Do you know what fills you up? Do you know how to make yourself feel whole again when you’re overwhelmed or exhausted?
It could be exercise, meditation or prayer. It could be an hour alone with a good book. It could be a long chat with a friend, or a date with your husband, or karaoke night with your sister.
Whatever it is – it’s OK. It brings yourself back to a place where you can find your flexibility again.
Making the shift
When I said that I don’t strive for balance anymore, I meant it. I think perfect balance is a myth, like Pandora’s box or people walking out of Target with just the one thing they went in for.
But flexibility is easier.
Flexibility is about honoring the choices that make up your day, and not feeling guilty that some days don’t look exactly the way you planned.
Remember, balance is nothing without flexibility. Balance is moving from place to place, but flexibility is grace while doing it.
And when the two meet, there is beauty.
Anne
After our day yesterday, I have nothing to say but Amen to the advice of this post.
Well said. Thank you.
Hannah Vanderpool
Very good reminder!
Hannah Vanderpool’s latest post: Race Pace
Sarah M
I love this, Kara! So so true! Now, if we could just work on adding 12 hours per day…….that’d be great……… lol!
Sarah M’s latest post: Hikes with Kids // Admiralty Point and Burns Point // Belcarra Regional Park
Kara Anderson
Yes! At least 12 hours per day, plus an extra weekend day. 🙂
Nora
It’s pretty consistent after reading your posts that i walk away
with having given myself a boost in some way. We all need those boosts
from time to time and most of the time… daily. Although I know I am far
from having it all together on a given day, I love my family and it motivates me to do what will better our lives in the moment, whether doing the dishes or reading that read aloud…it’s all good!
Kara Anderson
Thank you! And YES – all the contributions we make on a daily basis are valuable. Homeschooling means that the lines get really blurry sometimes, but if we have at our core a love for our families, you start to see that it’s all important, from making breakfast, to balancing the check-book, to teaching math, to making dentist appointments. <3
Ann Boyd
I love the ideas in this article, Kara. I feel like I’m in a season of twirling lots of plates and just trying to drop them in alternating categories of my life. 🙂
I think there is a lot of wisdom in flexibility. The challenge for me is — how do I continue to keep our goals and vision in the center? The flexibility works very well when there are urgent and important things — deadlines, a pile of dishes, a sick kid. But in the midst of all that, I find that I have trouble prioritizing those important but not-urgent things — my own writing, spiritual formation practices for my kids, reading for personal growth. Do you have any tips on working those non-urgent things into a flexible life? When do those things take priority?
Kara Anderson
That is hard. One thing that helps me is bullet journaling, and keeping my bigger picture goals available, but also making daily lists for the screaming but smaller stuff – filling the tires, paying the gas bill, etc.
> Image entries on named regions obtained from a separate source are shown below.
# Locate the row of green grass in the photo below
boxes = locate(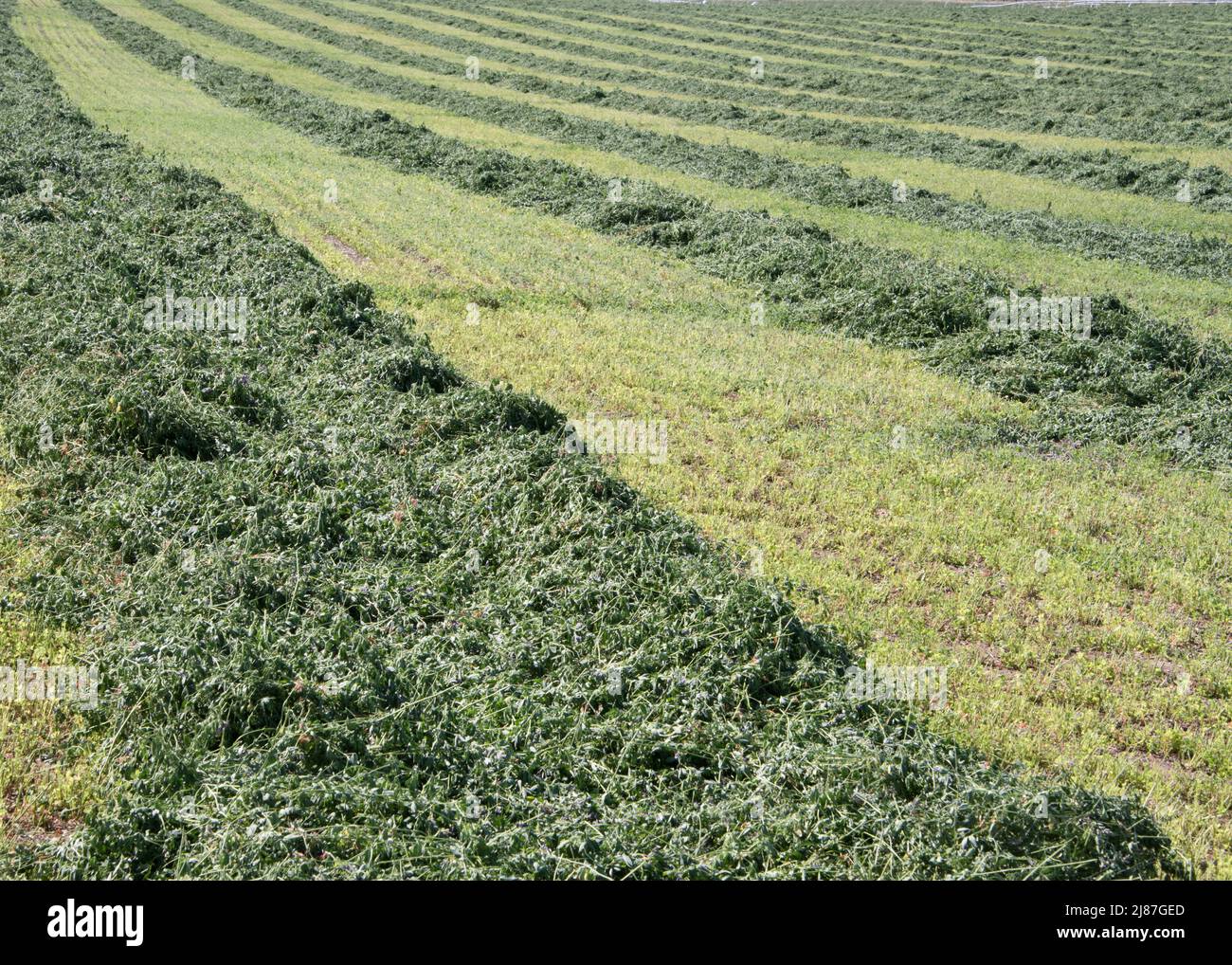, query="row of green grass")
[136,0,1232,288]
[374,0,1229,145]
[66,0,1232,467]
[96,0,1227,332]
[0,1,1184,878]
[285,0,1232,217]
[26,4,1232,876]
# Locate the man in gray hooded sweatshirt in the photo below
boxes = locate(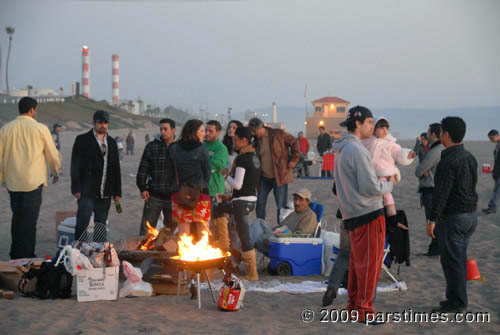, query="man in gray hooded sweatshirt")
[333,106,396,325]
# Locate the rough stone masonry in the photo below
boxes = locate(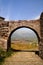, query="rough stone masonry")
[0,12,43,59]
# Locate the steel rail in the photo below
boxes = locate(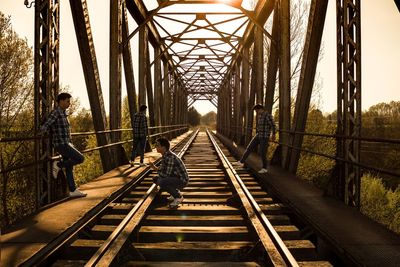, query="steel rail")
[207,130,299,266]
[85,129,199,267]
[20,131,195,267]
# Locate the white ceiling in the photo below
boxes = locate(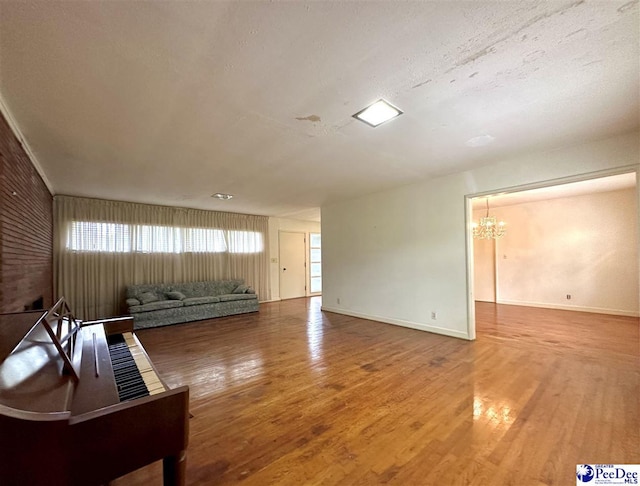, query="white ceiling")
[0,0,640,220]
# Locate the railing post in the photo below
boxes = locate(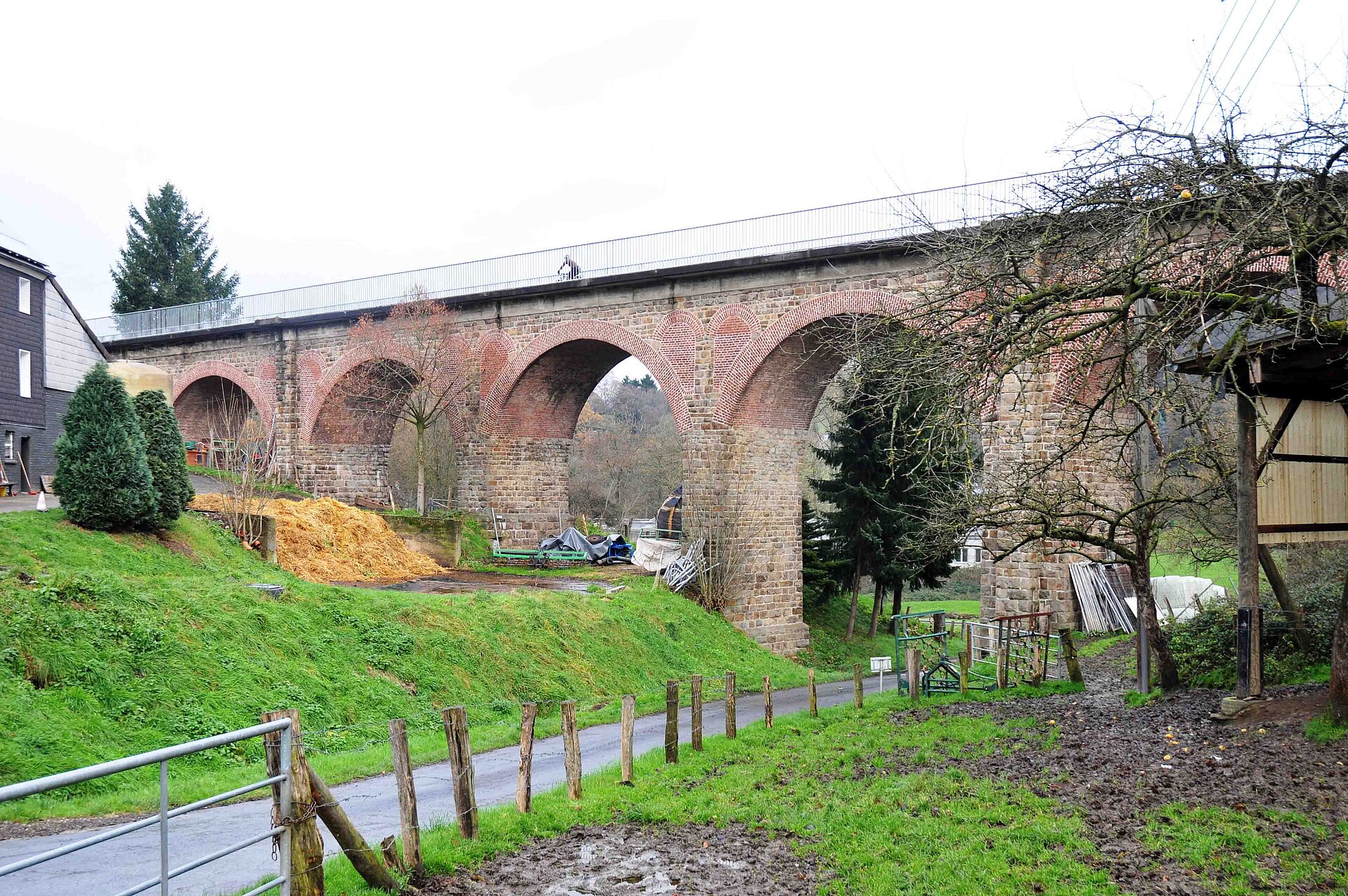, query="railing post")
[159,760,168,896]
I like to wake up early and chart things out – my to-do lists become my priorities for the day, but that gives me a deep breath moment to keep in mind the other stuff and how to make sure they are being considered too. I find if I don’t purposely take time to just think, I end up getting swept up in the river of endless to-dos.
Ann Boyd
This sounds about right, and I like your bullet journal idea! thanks for sharing your thoughtful practices. 🙂
Karla
Simply awesome observation and advice. A big thank you!